Tuesday, July 17, 2007

Crickets


The doldrums are upon us. After 40 days and nights of rain Austin is settling into the slow rhythm that gets us through the long, hot Texas summer. The rivers and lakes are receding back into their shores, but a sudden violent downpour floods the roads, running off the water-logged ground.

The crickets have taken up their summer residence in the cool corners of the sanctuary and only seem to come out during services to serenade the choir or crawl up the back of old ladies' legs. I like the crickets and like to imagine have tiny little homes in the pipe organs where they practice their music all day.

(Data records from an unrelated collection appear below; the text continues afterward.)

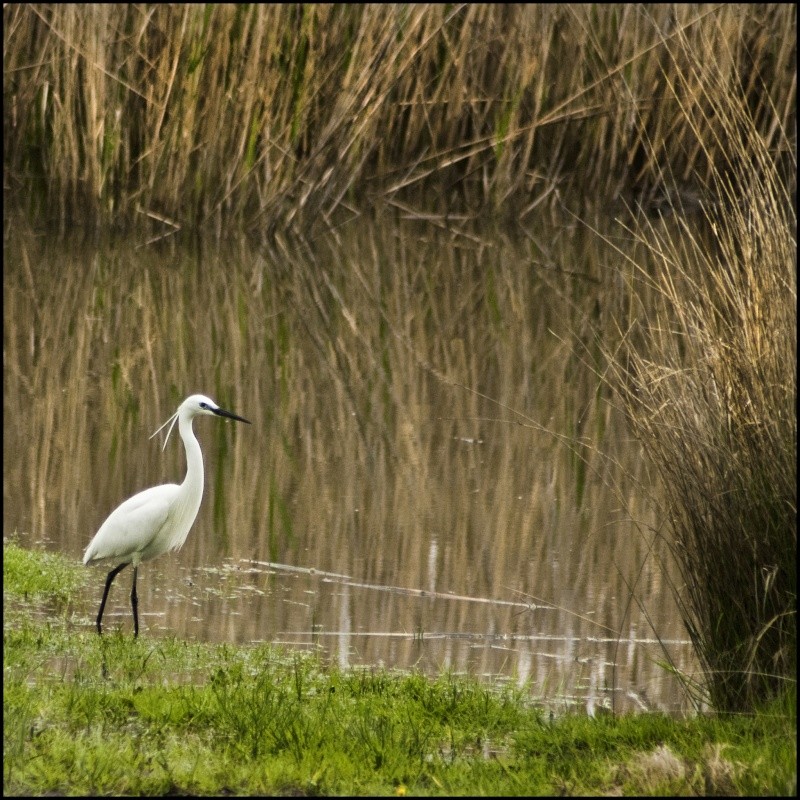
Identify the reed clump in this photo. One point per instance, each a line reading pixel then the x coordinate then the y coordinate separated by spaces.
pixel 205 115
pixel 708 374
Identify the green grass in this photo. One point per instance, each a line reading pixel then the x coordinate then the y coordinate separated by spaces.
pixel 112 715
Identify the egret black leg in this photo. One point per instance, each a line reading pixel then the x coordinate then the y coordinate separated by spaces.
pixel 135 605
pixel 109 581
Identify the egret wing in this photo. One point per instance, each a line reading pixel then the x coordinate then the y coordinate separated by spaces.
pixel 133 525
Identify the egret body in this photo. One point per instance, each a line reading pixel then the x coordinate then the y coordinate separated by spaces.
pixel 158 519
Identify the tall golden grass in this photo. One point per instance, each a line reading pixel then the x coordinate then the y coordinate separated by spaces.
pixel 261 115
pixel 708 374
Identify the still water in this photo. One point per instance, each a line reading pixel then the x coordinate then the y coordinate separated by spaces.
pixel 435 477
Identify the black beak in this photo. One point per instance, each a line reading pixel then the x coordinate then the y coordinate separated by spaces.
pixel 221 412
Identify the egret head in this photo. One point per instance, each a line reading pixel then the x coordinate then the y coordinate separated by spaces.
pixel 192 406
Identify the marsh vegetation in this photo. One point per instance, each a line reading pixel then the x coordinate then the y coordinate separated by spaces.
pixel 509 292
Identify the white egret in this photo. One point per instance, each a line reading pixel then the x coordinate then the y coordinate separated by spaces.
pixel 158 519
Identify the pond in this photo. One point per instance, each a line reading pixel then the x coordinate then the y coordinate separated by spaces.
pixel 436 475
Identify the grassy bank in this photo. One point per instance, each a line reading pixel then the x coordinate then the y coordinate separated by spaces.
pixel 197 116
pixel 113 715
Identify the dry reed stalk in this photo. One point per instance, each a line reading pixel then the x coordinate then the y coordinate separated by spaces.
pixel 268 115
pixel 707 374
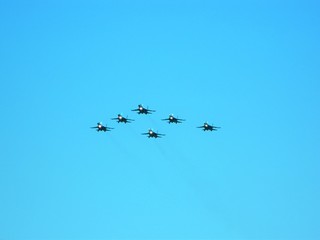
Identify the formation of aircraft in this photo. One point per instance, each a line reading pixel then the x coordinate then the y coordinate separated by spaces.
pixel 143 110
pixel 100 127
pixel 172 119
pixel 151 134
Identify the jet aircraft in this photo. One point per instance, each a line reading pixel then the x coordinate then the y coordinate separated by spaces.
pixel 152 134
pixel 207 127
pixel 172 119
pixel 120 118
pixel 143 110
pixel 100 127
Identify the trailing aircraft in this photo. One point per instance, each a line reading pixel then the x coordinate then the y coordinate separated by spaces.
pixel 152 134
pixel 172 119
pixel 207 127
pixel 143 110
pixel 121 119
pixel 100 127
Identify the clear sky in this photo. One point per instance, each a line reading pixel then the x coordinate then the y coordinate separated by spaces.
pixel 250 67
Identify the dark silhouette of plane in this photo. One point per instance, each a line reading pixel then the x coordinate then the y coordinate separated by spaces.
pixel 207 127
pixel 172 119
pixel 143 110
pixel 100 127
pixel 120 119
pixel 152 134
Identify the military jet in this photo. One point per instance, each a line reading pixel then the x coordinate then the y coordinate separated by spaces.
pixel 120 119
pixel 207 127
pixel 143 110
pixel 172 119
pixel 100 127
pixel 152 134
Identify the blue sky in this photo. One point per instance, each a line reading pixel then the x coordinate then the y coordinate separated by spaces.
pixel 251 67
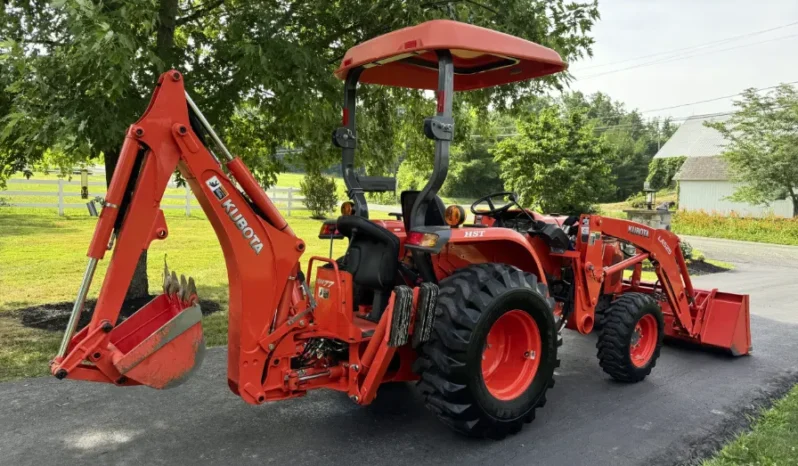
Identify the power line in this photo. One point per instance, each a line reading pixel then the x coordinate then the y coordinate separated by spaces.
pixel 684 57
pixel 698 46
pixel 714 99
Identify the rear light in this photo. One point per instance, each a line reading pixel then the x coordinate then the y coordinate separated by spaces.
pixel 454 215
pixel 329 230
pixel 347 208
pixel 426 240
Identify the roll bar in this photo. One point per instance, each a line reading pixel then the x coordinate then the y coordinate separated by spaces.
pixel 440 128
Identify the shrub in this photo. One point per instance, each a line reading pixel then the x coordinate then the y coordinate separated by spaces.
pixel 320 194
pixel 637 201
pixel 687 250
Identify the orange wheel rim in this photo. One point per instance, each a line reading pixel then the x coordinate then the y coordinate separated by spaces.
pixel 644 340
pixel 511 356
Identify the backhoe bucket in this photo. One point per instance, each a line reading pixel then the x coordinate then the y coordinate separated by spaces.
pixel 161 344
pixel 725 322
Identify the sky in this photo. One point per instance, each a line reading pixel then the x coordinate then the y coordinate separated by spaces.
pixel 629 29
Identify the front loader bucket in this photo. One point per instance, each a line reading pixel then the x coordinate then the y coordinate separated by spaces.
pixel 724 323
pixel 161 344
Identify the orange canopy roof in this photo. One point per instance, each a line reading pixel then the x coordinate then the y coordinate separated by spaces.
pixel 482 57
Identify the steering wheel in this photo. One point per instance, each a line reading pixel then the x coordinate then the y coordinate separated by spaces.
pixel 493 210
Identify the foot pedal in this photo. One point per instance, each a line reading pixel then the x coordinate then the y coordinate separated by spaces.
pixel 400 321
pixel 425 319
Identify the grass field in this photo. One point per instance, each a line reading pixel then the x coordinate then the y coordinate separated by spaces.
pixel 764 230
pixel 772 441
pixel 42 258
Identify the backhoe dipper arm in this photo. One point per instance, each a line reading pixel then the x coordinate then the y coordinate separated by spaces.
pixel 661 247
pixel 261 253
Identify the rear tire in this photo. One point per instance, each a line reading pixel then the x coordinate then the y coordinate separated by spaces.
pixel 631 337
pixel 495 396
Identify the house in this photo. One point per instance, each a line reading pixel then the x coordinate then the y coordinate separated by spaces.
pixel 704 181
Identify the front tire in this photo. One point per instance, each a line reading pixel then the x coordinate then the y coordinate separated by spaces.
pixel 492 353
pixel 631 337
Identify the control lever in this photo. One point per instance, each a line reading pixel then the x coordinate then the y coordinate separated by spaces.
pixel 93 208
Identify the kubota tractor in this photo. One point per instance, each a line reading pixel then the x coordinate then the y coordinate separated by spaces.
pixel 471 312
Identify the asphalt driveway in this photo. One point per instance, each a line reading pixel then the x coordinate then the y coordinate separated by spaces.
pixel 690 404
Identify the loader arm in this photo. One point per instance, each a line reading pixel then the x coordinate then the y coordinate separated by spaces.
pixel 706 317
pixel 261 254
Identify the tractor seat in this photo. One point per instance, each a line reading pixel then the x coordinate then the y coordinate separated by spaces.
pixel 435 210
pixel 372 258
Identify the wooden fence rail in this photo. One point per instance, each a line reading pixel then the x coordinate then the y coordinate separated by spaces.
pixel 286 199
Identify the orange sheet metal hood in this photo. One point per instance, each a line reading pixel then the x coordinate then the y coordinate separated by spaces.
pixel 482 57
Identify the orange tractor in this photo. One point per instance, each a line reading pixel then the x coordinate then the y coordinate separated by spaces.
pixel 473 313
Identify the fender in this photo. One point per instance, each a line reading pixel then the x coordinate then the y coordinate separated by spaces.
pixel 464 246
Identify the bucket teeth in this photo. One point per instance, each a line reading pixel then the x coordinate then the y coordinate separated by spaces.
pixel 191 290
pixel 166 277
pixel 174 284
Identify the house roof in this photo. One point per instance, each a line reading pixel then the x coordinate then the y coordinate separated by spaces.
pixel 693 139
pixel 703 169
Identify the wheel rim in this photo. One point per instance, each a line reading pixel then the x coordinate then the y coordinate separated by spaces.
pixel 644 340
pixel 511 356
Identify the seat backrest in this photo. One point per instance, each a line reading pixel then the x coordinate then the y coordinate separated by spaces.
pixel 434 211
pixel 373 254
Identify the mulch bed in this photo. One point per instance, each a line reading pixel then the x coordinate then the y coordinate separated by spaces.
pixel 54 317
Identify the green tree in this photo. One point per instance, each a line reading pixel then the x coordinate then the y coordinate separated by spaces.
pixel 633 140
pixel 556 162
pixel 76 73
pixel 762 150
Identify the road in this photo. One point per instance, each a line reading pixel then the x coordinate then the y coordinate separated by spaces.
pixel 690 404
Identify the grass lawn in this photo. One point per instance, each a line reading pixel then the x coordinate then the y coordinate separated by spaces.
pixel 772 441
pixel 43 256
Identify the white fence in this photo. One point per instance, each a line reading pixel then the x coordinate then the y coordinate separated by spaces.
pixel 286 199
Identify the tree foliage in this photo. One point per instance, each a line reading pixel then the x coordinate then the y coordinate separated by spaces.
pixel 77 72
pixel 556 162
pixel 633 141
pixel 320 194
pixel 762 150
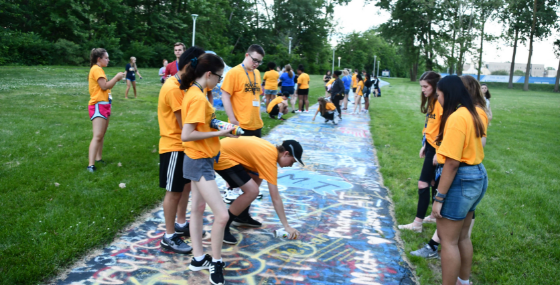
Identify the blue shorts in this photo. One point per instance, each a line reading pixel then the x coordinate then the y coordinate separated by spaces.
pixel 466 191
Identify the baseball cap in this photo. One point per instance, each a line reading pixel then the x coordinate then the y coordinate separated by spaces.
pixel 294 148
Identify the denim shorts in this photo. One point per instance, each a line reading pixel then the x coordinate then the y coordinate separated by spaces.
pixel 466 191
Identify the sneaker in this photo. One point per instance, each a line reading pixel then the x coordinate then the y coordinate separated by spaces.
pixel 426 252
pixel 175 244
pixel 200 265
pixel 249 222
pixel 229 238
pixel 217 273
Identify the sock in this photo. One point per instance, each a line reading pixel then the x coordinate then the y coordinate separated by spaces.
pixel 433 244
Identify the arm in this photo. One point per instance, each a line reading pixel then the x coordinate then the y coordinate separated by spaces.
pixel 279 207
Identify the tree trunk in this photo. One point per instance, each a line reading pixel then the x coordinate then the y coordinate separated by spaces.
pixel 527 73
pixel 512 68
pixel 481 45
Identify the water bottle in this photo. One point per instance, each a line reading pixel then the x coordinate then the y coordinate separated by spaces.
pixel 221 125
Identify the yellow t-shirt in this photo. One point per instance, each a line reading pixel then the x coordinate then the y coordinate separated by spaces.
pixel 96 94
pixel 303 81
pixel 254 154
pixel 361 87
pixel 170 101
pixel 237 85
pixel 197 109
pixel 459 139
pixel 431 129
pixel 273 103
pixel 271 80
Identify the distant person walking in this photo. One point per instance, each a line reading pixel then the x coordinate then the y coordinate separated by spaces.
pixel 131 70
pixel 99 105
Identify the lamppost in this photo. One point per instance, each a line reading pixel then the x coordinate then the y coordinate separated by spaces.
pixel 290 46
pixel 194 25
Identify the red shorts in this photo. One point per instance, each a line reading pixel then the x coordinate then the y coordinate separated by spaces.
pixel 100 109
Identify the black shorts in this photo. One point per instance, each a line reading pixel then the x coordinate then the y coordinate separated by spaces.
pixel 428 169
pixel 275 110
pixel 171 171
pixel 235 176
pixel 303 92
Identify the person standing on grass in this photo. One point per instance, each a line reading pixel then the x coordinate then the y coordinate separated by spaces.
pixel 99 105
pixel 244 163
pixel 202 147
pixel 359 94
pixel 270 83
pixel 463 181
pixel 162 71
pixel 171 158
pixel 131 70
pixel 303 89
pixel 433 111
pixel 337 92
pixel 173 67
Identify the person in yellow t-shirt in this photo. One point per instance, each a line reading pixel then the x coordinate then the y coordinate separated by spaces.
pixel 171 158
pixel 463 180
pixel 303 89
pixel 278 107
pixel 99 105
pixel 244 163
pixel 270 83
pixel 202 148
pixel 241 90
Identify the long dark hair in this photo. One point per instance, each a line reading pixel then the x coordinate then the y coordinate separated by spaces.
pixel 456 95
pixel 429 102
pixel 198 66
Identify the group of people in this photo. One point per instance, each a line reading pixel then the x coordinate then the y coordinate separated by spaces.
pixel 191 152
pixel 453 179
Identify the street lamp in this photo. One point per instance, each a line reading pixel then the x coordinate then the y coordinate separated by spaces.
pixel 194 25
pixel 290 46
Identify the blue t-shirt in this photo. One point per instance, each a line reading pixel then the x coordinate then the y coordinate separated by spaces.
pixel 347 80
pixel 286 80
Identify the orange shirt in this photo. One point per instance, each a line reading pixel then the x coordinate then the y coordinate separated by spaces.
pixel 254 154
pixel 271 80
pixel 303 81
pixel 431 129
pixel 238 85
pixel 273 103
pixel 96 94
pixel 170 101
pixel 197 109
pixel 459 139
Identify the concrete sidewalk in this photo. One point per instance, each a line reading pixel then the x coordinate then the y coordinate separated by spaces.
pixel 336 201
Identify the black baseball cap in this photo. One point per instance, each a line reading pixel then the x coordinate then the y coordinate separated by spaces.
pixel 294 148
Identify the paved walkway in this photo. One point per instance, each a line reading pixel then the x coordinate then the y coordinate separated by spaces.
pixel 336 201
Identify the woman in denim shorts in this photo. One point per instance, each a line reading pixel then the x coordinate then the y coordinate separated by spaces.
pixel 463 179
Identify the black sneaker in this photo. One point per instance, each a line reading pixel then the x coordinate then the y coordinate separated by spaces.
pixel 175 244
pixel 200 265
pixel 229 238
pixel 248 222
pixel 217 273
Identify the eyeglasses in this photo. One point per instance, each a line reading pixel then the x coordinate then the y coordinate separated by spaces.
pixel 255 61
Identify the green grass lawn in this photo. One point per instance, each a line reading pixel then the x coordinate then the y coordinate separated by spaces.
pixel 516 236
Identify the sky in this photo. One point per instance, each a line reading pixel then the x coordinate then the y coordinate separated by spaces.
pixel 355 17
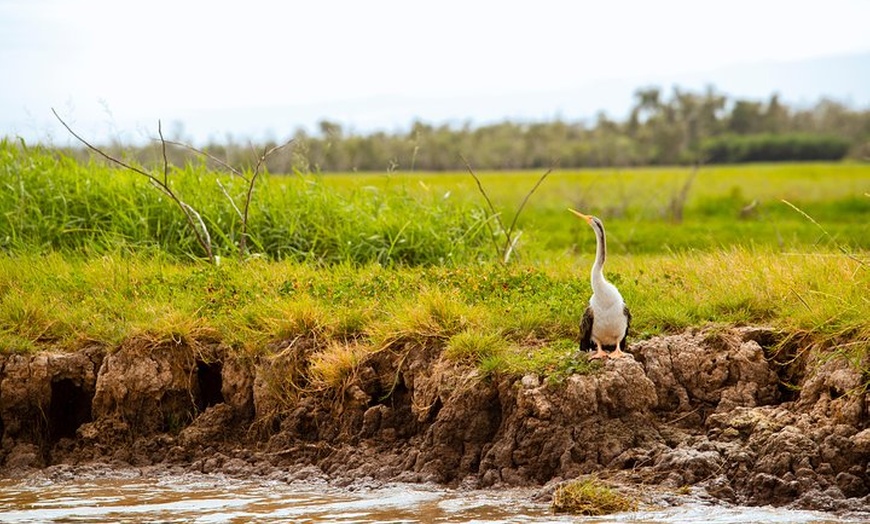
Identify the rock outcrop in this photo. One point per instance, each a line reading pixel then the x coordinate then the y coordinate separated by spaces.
pixel 709 408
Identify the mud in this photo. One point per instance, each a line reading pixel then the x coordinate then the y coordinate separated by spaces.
pixel 711 410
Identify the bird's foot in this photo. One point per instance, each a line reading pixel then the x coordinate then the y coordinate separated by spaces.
pixel 618 353
pixel 598 354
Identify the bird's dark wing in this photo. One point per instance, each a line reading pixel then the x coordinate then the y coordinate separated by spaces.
pixel 624 342
pixel 586 331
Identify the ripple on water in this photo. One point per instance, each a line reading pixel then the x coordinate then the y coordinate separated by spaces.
pixel 214 498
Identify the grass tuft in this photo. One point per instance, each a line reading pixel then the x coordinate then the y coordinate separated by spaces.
pixel 590 497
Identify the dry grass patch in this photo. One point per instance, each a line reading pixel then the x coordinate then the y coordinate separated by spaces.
pixel 590 497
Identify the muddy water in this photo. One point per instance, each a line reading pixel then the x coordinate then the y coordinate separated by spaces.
pixel 206 498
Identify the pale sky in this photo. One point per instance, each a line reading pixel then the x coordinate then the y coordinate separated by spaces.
pixel 116 67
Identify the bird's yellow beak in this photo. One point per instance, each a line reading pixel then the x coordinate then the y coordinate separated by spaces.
pixel 587 218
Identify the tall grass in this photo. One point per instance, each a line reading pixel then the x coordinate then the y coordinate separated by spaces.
pixel 508 319
pixel 89 253
pixel 50 202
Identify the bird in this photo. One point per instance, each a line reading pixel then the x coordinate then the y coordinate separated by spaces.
pixel 606 320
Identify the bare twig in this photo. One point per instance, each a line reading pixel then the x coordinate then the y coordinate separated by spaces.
pixel 824 231
pixel 250 180
pixel 267 152
pixel 211 157
pixel 526 199
pixel 510 241
pixel 493 212
pixel 194 220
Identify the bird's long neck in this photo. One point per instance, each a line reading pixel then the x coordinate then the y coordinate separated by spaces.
pixel 598 280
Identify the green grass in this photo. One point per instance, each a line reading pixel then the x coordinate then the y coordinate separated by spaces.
pixel 516 319
pixel 50 203
pixel 361 263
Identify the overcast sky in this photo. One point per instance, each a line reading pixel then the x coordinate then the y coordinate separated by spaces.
pixel 115 67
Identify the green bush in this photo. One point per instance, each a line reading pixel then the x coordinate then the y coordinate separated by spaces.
pixel 774 148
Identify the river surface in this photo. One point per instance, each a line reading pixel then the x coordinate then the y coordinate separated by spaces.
pixel 129 498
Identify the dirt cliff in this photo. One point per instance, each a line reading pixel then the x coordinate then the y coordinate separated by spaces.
pixel 713 408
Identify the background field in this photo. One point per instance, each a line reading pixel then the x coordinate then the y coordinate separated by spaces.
pixel 363 262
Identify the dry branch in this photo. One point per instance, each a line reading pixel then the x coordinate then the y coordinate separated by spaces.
pixel 194 220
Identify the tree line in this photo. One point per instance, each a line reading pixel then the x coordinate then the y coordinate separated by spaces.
pixel 679 127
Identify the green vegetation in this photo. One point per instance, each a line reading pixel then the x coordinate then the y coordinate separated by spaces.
pixel 367 263
pixel 774 148
pixel 590 497
pixel 661 129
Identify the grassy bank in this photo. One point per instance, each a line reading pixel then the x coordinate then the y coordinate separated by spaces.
pixel 51 203
pixel 514 319
pixel 368 262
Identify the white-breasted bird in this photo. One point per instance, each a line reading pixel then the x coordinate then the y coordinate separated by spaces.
pixel 605 322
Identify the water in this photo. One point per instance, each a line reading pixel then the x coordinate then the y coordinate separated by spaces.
pixel 212 498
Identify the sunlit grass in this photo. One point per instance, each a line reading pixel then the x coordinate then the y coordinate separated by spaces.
pixel 517 319
pixel 590 497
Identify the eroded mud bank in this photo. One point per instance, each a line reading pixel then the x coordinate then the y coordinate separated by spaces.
pixel 706 408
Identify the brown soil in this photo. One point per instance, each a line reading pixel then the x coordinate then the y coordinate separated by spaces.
pixel 707 408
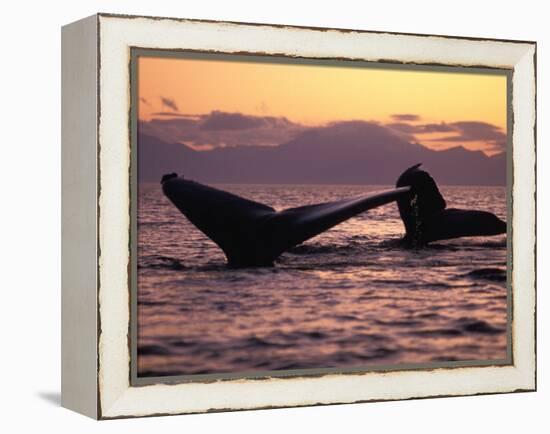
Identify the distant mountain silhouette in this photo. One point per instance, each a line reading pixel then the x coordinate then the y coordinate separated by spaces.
pixel 353 152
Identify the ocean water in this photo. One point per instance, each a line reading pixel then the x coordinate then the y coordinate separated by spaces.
pixel 350 297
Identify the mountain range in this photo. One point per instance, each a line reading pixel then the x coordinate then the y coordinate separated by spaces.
pixel 353 152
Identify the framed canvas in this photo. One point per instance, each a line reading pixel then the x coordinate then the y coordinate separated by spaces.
pixel 261 216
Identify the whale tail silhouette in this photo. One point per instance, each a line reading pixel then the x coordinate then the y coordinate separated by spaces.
pixel 253 234
pixel 426 218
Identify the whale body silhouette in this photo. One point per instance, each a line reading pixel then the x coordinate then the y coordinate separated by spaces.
pixel 254 234
pixel 426 217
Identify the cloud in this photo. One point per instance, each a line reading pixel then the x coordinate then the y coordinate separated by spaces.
pixel 179 115
pixel 458 132
pixel 442 127
pixel 218 120
pixel 221 129
pixel 476 131
pixel 405 117
pixel 169 103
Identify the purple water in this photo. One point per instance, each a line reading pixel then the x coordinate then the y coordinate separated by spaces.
pixel 350 297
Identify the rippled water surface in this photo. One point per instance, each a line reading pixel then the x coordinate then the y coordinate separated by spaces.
pixel 350 297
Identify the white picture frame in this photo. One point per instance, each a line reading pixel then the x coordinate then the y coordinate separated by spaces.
pixel 96 306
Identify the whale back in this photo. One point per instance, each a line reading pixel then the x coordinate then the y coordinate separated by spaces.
pixel 423 202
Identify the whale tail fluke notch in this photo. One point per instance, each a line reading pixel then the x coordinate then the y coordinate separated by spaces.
pixel 427 219
pixel 253 234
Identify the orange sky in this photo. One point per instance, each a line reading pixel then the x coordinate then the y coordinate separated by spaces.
pixel 315 95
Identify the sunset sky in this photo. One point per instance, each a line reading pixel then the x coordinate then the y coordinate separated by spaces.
pixel 210 103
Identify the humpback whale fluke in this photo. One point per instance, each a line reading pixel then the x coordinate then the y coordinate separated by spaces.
pixel 427 219
pixel 253 234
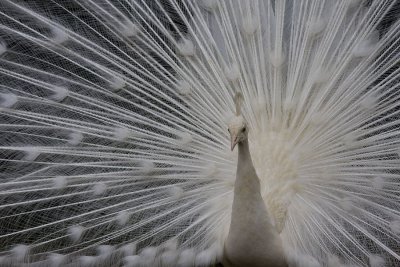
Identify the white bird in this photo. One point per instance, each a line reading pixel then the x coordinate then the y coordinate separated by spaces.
pixel 114 149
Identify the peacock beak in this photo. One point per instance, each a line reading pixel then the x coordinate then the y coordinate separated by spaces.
pixel 234 141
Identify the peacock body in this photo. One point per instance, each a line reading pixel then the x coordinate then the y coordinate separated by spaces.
pixel 114 142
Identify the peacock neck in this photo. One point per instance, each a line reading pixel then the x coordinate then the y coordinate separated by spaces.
pixel 246 176
pixel 251 226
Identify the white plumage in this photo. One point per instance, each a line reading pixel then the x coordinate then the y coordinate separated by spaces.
pixel 114 149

Father Cricket wears a mossy green cardigan, threadbare at the elbows, which Mother Cricket fashioned from a bit of woolen sock that had been torn on a nail and given to the women's sewing circle to be mended before joining the great tumble of clothes lying in resigned disrepute under a carefully hand-lettered sign reading:

Donations Here
(God Bless)

Let's hear what Keats has to say.

On the grasshopper and cricket

The poetry of earth is never dead:
When all the birds are faint with the hot sun,
And hide in cooling trees, a voice will run
From hedge to hedge about the new-mown mead;
That is the grasshopper's - he takes the lead
In summer luxury, - he has never done
With his delights; for when tired out with fun
He rests at ease beneath some pleasant weed.
The poetry of earth is ceasing never:
On a lone winter evening, when the frost
Has wrought a silence, from the stove there shrills
The Cricket's song, in warmth increasing ever,
And seems to one, in drowsiness half lost,
The Grasshopper's among some grassy hills.

2 Comments:

Blogger Diane M. Roth said...

I love Keats! a real poet. and a poetic entry (I can imagine the crickets crawling up the parishoners legs...ooh!)

4:55 PM  
Blogger DogBlogger said...

and I love Eric Carle, so great choice of artwork! I think I still have my childhood copy of The Very Hungry Caterpillar.